黄なる小菊の様に可憐な花をしながら、蔓延又蔓延、糸の様な蔓は引けば直ぐ切れて根を残し、一寸の根でも残れば十日とたゝずまた一面の草になる。土深く鍬を入れて掘り返えし、丁寧に根を拾う外に滅《ほろぼ》す道は無い。我儕は世を渡りて往々此種の草に出会う。
 草を苅るには、朝露の晞《かわ》かぬ間《ま》。露にそぼぬれた寝ざめの草は、鎌の刃を迎えてさく/\切れて行く。一挙に草を征伐するには、夏の土用《どよう》の中、不精鎌《ぶしょうがま》と俗に云う柄《え》の長い大きなカマボコ形の鎌で、片端からがり/\掻《か》いて行く。梅雨中《つゆうち》には、掻く片端からついてしまう。土用中なら、一時間で枯れて了う。

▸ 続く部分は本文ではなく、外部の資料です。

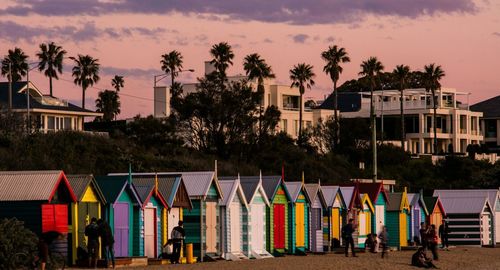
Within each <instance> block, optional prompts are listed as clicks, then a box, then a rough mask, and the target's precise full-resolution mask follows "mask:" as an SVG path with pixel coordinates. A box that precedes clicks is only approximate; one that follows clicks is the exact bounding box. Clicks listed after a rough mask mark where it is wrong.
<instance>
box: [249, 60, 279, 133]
mask: <svg viewBox="0 0 500 270" xmlns="http://www.w3.org/2000/svg"><path fill="white" fill-rule="evenodd" d="M243 69H244V70H245V73H246V75H247V76H248V79H249V80H254V79H257V91H258V93H259V94H260V95H261V102H260V104H259V135H260V134H261V133H262V106H263V102H262V101H263V98H264V96H263V95H264V79H272V78H275V77H276V76H275V75H274V74H273V71H272V69H271V66H269V65H268V64H267V63H266V61H265V60H264V59H262V58H260V55H259V54H257V53H253V54H249V55H247V56H246V57H245V59H244V60H243Z"/></svg>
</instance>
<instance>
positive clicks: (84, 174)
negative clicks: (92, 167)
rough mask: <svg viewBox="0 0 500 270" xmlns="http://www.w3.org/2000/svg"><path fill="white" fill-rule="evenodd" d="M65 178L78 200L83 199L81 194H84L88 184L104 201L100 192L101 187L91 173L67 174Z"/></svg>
mask: <svg viewBox="0 0 500 270" xmlns="http://www.w3.org/2000/svg"><path fill="white" fill-rule="evenodd" d="M66 178H68V182H69V184H70V185H71V188H72V189H73V192H74V193H75V196H76V198H77V199H78V200H79V201H80V200H82V199H83V195H85V192H86V191H87V188H88V186H90V185H92V187H93V188H94V190H95V192H96V193H97V196H98V197H99V199H100V200H101V202H102V203H106V199H105V198H104V195H103V194H102V191H101V188H100V187H99V185H98V184H97V182H96V181H95V179H94V176H93V175H92V174H69V175H67V176H66Z"/></svg>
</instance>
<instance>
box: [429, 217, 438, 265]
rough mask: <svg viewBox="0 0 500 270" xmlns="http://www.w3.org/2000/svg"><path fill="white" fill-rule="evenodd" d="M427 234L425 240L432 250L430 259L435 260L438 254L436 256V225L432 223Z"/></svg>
mask: <svg viewBox="0 0 500 270" xmlns="http://www.w3.org/2000/svg"><path fill="white" fill-rule="evenodd" d="M427 235H428V237H427V241H428V244H429V249H430V250H431V252H432V257H433V258H432V259H433V260H435V261H437V260H439V256H438V252H437V246H438V239H439V238H438V235H437V232H436V225H434V224H432V225H431V228H430V230H429V232H428V234H427Z"/></svg>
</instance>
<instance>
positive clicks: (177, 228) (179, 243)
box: [170, 220, 186, 264]
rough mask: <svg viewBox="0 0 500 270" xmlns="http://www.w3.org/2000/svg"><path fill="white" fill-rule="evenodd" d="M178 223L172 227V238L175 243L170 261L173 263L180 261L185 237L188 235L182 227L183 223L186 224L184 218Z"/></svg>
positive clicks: (176, 262) (172, 251)
mask: <svg viewBox="0 0 500 270" xmlns="http://www.w3.org/2000/svg"><path fill="white" fill-rule="evenodd" d="M178 224H179V225H178V226H176V227H175V228H173V229H172V233H171V234H170V239H171V240H172V243H173V251H172V258H171V259H170V262H171V263H172V264H175V263H179V259H180V256H181V249H182V241H183V240H184V237H186V232H185V231H184V228H183V227H182V225H183V224H184V223H183V222H182V220H179V223H178Z"/></svg>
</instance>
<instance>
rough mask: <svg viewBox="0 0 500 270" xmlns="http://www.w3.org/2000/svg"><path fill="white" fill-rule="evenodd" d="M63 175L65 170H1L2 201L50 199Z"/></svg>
mask: <svg viewBox="0 0 500 270" xmlns="http://www.w3.org/2000/svg"><path fill="white" fill-rule="evenodd" d="M63 175H64V173H63V171H7V172H0V201H48V200H49V199H50V196H51V195H52V191H53V190H54V188H56V185H57V183H58V182H59V179H60V178H61V177H63ZM70 189H71V188H70Z"/></svg>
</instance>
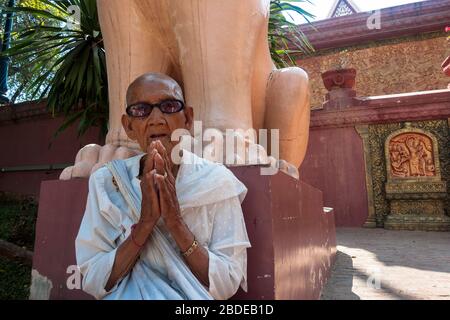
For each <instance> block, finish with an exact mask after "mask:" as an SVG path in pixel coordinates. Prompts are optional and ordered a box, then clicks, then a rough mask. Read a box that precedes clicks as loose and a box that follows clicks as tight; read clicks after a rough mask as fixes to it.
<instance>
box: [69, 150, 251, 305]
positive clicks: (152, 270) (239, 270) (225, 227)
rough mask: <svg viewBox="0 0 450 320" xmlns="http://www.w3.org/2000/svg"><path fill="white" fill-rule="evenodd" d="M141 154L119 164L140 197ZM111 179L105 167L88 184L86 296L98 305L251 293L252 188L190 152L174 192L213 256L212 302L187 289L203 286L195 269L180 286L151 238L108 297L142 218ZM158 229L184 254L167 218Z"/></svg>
mask: <svg viewBox="0 0 450 320" xmlns="http://www.w3.org/2000/svg"><path fill="white" fill-rule="evenodd" d="M142 156H143V155H139V156H136V157H133V158H130V159H127V160H120V161H124V168H126V171H127V173H128V175H129V179H130V181H131V184H130V185H132V188H133V189H134V192H136V194H138V195H139V196H141V190H140V180H139V179H138V178H137V176H138V173H139V161H140V159H141V157H142ZM112 180H113V179H112V174H111V171H110V170H109V169H108V168H107V167H102V168H101V169H99V170H97V171H96V172H95V173H94V174H93V175H92V176H91V178H90V180H89V195H88V199H87V205H86V211H85V214H84V217H83V220H82V223H81V226H80V230H79V233H78V236H77V238H76V241H75V247H76V258H77V264H78V266H79V268H80V271H81V273H82V275H83V284H82V285H83V290H84V291H86V292H87V293H89V294H91V295H93V296H94V297H95V298H97V299H203V298H205V299H207V298H214V299H228V298H230V297H231V296H233V295H234V294H235V293H236V291H237V289H238V288H239V286H241V287H242V288H243V289H244V290H245V291H246V290H247V280H246V279H247V252H246V248H249V247H250V242H249V239H248V236H247V231H246V228H245V222H244V218H243V213H242V209H241V202H242V201H243V199H244V197H245V195H246V193H247V189H246V187H245V186H244V185H243V184H242V183H241V182H240V181H239V180H238V179H236V178H235V177H234V175H233V174H232V173H231V171H229V170H228V169H227V168H225V167H224V166H223V165H220V164H215V163H212V162H210V161H208V160H205V159H201V158H199V157H197V156H195V155H194V154H192V153H190V152H187V151H184V155H183V157H182V159H181V164H180V169H179V172H178V175H177V179H176V190H177V196H178V201H179V204H180V208H181V215H182V218H183V220H184V221H185V223H186V224H187V226H188V227H189V229H190V230H191V232H192V233H193V234H194V235H195V237H196V239H197V240H198V242H199V243H200V244H201V245H202V246H204V248H205V249H206V250H207V251H208V255H209V289H208V290H204V291H205V294H206V296H205V295H201V294H198V295H196V294H194V293H191V291H196V290H190V289H189V288H193V287H192V286H194V288H195V286H197V285H198V286H201V284H200V282H198V280H197V279H196V278H195V276H193V274H192V273H191V272H190V271H188V272H189V274H188V276H187V278H190V277H192V278H194V279H190V282H189V283H182V282H183V281H184V279H181V281H180V280H179V277H180V276H179V274H177V272H174V271H173V270H171V262H168V260H167V254H165V253H163V252H161V253H160V254H159V253H158V251H155V249H154V247H155V243H154V241H153V240H154V239H153V238H152V237H150V238H149V241H148V242H147V243H146V245H145V247H144V248H143V251H142V253H141V255H140V258H139V259H138V261H137V263H136V264H135V266H134V267H133V269H132V271H131V272H130V273H129V274H128V275H126V276H125V277H124V278H122V279H120V280H119V281H118V282H117V284H116V285H115V286H114V287H113V288H112V289H111V290H110V291H109V292H107V291H106V290H105V289H104V288H105V286H106V283H107V281H108V279H109V276H110V273H111V270H112V266H113V264H114V259H115V255H116V251H117V248H118V247H119V246H120V245H121V243H123V242H124V241H125V239H126V238H127V237H128V236H129V234H130V231H131V230H130V229H131V226H132V225H133V224H134V223H135V222H136V218H138V217H136V216H134V217H133V212H132V210H131V208H130V207H129V206H128V204H127V202H126V201H125V199H124V197H123V195H122V194H121V192H119V191H118V190H117V189H116V186H115V185H114V184H113V181H112ZM139 214H140V213H139ZM158 228H159V230H161V232H162V233H163V234H165V236H166V238H167V239H168V240H169V243H170V245H171V246H172V247H173V248H174V251H176V253H177V254H178V255H180V253H179V249H178V247H177V245H176V243H175V241H174V240H173V238H172V237H171V235H170V234H169V232H167V230H166V229H165V228H164V224H163V222H162V220H161V219H160V221H159V222H158ZM152 246H153V247H152ZM155 252H156V253H155ZM182 267H184V265H183V266H182ZM156 275H157V276H156ZM177 277H178V279H177ZM161 279H167V280H165V281H161ZM180 282H181V284H180ZM190 286H191V287H190ZM167 288H168V289H169V290H167ZM203 289H206V288H204V287H203V288H201V290H203ZM183 291H188V292H183ZM167 292H169V293H167ZM208 293H209V294H208Z"/></svg>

 夏草は生長猛烈でも、気をつけるから案外制し易い。恐ろしいのは秋草である。行末短い秋草は、種がこぼれて、生えて、小さなまゝで花が咲いて、直ぐ実になる。其|遽《あわただ》しさ、草から見れば涙である。然し油断してうっかり種をこぼされたら、事である。一度落した草の種は中々急に除《と》り切れぬ。田舎を歩いて、奇麗に鍬目《くわめ》の入った作物のよく出来た畑の中に、草が茂って作物の幅《はば》がきかぬ畑を見ることがある。